But if we return to the question of philosophy, you will see that, in his own way—by subsidizing his relatives who lived on the farm—Mattia had done the same thing that Leo had done for his peasants. The circumstances and the results were certainly different but, in the end, both men, both Mattia and Leo
had done the same thing.
I don’t think it was until Cosimo sat with him, smoking Toscanos and drinking whiskey while Callas sang—I don’t think it was until then that this truth impressed Mattia. The truth that the prince and the clan’s chieftain had certain sentiments in common. Perhaps their very characters were not dissimilar, one from the other. And perhaps, just perhaps, Mattia began to think that, in his place, he would have done what Leo had done. Supposition, I know.
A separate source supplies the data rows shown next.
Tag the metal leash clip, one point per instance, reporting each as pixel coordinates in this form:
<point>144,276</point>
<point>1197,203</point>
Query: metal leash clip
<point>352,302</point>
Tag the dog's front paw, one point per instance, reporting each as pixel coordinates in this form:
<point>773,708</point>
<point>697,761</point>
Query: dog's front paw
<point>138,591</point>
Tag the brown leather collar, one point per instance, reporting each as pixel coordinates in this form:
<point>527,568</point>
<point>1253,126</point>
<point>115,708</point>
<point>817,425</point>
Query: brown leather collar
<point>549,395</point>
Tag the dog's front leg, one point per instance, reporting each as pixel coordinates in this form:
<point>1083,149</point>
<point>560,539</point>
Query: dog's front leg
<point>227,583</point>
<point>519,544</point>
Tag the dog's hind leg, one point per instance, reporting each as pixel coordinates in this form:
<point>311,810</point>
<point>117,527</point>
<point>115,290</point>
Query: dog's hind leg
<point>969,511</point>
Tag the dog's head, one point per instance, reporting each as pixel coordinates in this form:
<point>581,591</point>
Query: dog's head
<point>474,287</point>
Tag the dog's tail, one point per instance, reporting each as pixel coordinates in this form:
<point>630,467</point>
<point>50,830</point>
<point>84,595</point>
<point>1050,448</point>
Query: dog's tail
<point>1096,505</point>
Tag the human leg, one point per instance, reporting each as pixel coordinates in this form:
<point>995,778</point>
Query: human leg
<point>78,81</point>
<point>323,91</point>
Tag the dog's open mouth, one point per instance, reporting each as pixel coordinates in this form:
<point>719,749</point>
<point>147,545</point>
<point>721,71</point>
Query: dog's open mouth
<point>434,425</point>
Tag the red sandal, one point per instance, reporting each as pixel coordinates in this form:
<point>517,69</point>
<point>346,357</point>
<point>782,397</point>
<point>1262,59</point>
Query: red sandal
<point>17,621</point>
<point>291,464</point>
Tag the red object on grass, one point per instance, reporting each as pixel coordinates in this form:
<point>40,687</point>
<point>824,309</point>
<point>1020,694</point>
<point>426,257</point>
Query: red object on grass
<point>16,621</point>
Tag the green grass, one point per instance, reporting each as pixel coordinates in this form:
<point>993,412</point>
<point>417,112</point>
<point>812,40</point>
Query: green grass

During all those years Leo never asked Mattia about time. About when or if he could leave the farm. Go back to find his own life. Nor did Mattia once broach the subject. I believe that Leo’s exile ended when Mattia died. No one from the clans presented himself in Mattia’s place, though Leo expected such. Waited for some unfamiliar automobile to move down the long gravel path. He waited for a year after Mattia’s death, but no one came. Thus Leo believed that his debt was paid, that it was time for him to leave the farm. Though they were sad to lose him, the family always knew that Leo would not stay forever. I do not believe that any of them were ever told that they were keeping Leo prisoner for all those years. I think that Mattia must have asked them to give Leo refuge as a favor to him. Told them some story about Leo having fallen on hard times. That he’d needed to
stay apart
for a while. Perhaps Mattia told the family that Leo was a fugitive whom he’d promised to protect, this being more truth than fiction. Also, I do not believe that Mattia involved any other member of the clan in his decision to let Leo live. To his brothers, he might have claimed that some other faction of the clan was responsible for the supposed
lupara bianca.
It might have been one of those times when several factions took credit for a kill without anyone knowing which faction actually consummated the deed. He might have closed the issue of Leo in some other way and at some great cost to himself. But close it, Mattia did. However he settled it, though, the settlement included me. My safety. Mattia insured that no one from the rural clans either prevented my going to or tracked my existence in Palermo. This is not supposition.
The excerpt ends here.